Margaret Ford-Taylor is a two-time Emmy nominated playwright, director, author, actress, teacher and arts administrator . Awards, commendations and honors include the Kennedy Center scriptwriting competition for "Don't Rock the Boat", and two Emmy nominations. The first was for her performance in the public television production, "American Women: Echoes and Dreams", and her second Emmy nomination was as writer of the ABC television documentary, "The Second Reconstruction". Ms. Ford Taylor has been an instructor on the history of theater and acting at Cleveland State University, the University of Akron and Kent State University. She holds an MA from Kent State University.

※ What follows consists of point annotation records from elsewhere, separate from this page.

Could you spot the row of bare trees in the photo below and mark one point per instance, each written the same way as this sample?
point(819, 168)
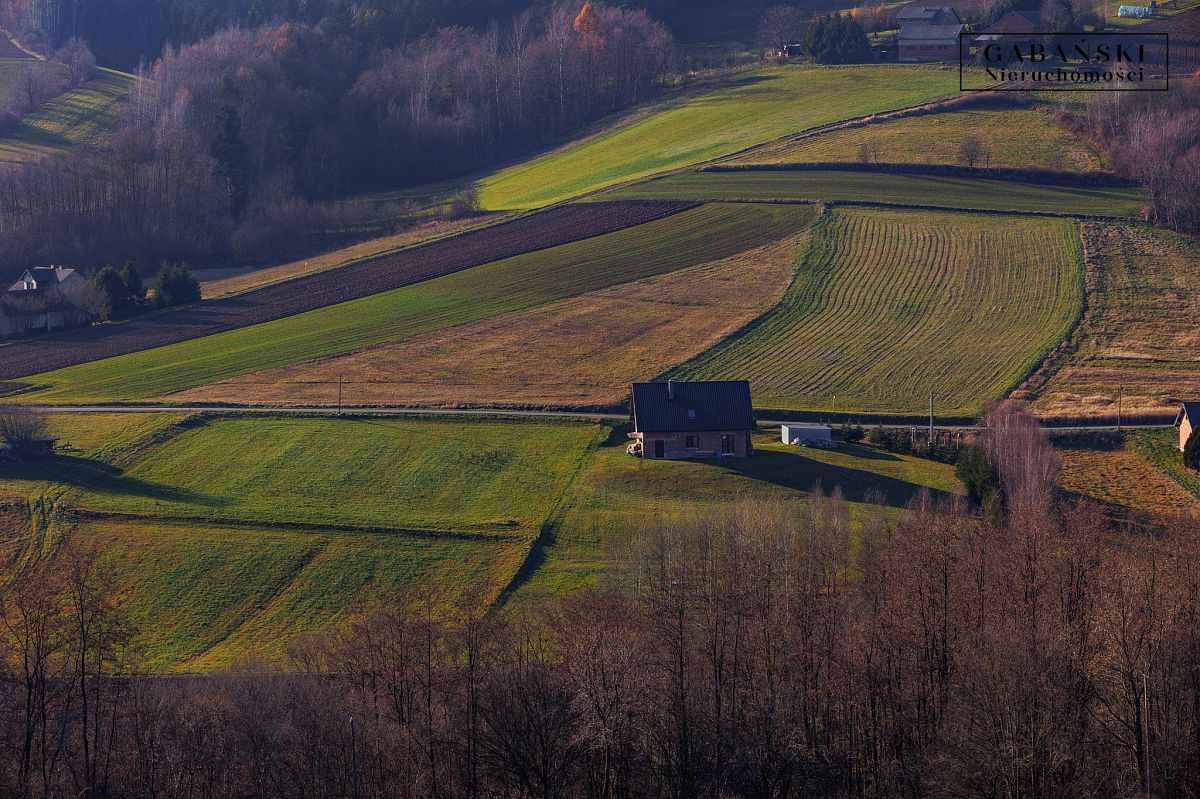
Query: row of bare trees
point(762, 652)
point(1155, 138)
point(234, 146)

In addition to industrials, radio voiceovers and television commercials, Ms. Ford Taylor portrayed Aunt Eda in the Denzel Washington directed movie, Antwone Fisher, and played Mother Taylor in the Cleveland Play House production, Forest City. Commissions as a playwright include Ned’s Garden, which was on the roster at Cleveland State University, the Paul Robeson Theatre in Buffalo, New York and the West Angeles Performing Arts Center in Los Angeles; Oh, Mary, Don’t You Weep, simultaneously performed at the West Angeles Performing Arts Center in Los Angeles and Cleveland State’s Factory Theatre; Just Beyond the Junkyard, which toured nationally by the Tales and Scales classical music company of Evansville, Indiana with venues including the Tribeca Performing Arts Center in New York City, the Philharmonic Center for the Arts in Naples, Florida and the Aspen Music School Festival in Aspen, Colorado.

Early directing credits for Ms. Ford-Taylor include "Five On the Black Hand Side", "What The Butler Saw", and "Livin Fat", with James Pickens, Jr., for which she received the OCTA Award of Excellence. Ford-Taylor's first two one-act plays, "Hotel Happiness" and "I Want to Fly", earned her a fellowship to study arts administration at Harvard University.

Her most recent writing/directing assignments include "A Raisin In the Sun" for the Beck Center, "A Song For Coretta" for the Ensemble Theatre, the musicals "Listen To The Children" for the Foluke Theatre, "Double Nickel Blues", which premiered at Cleveland State University’s Factory Theatre and a debut novel, "On Liberty Street".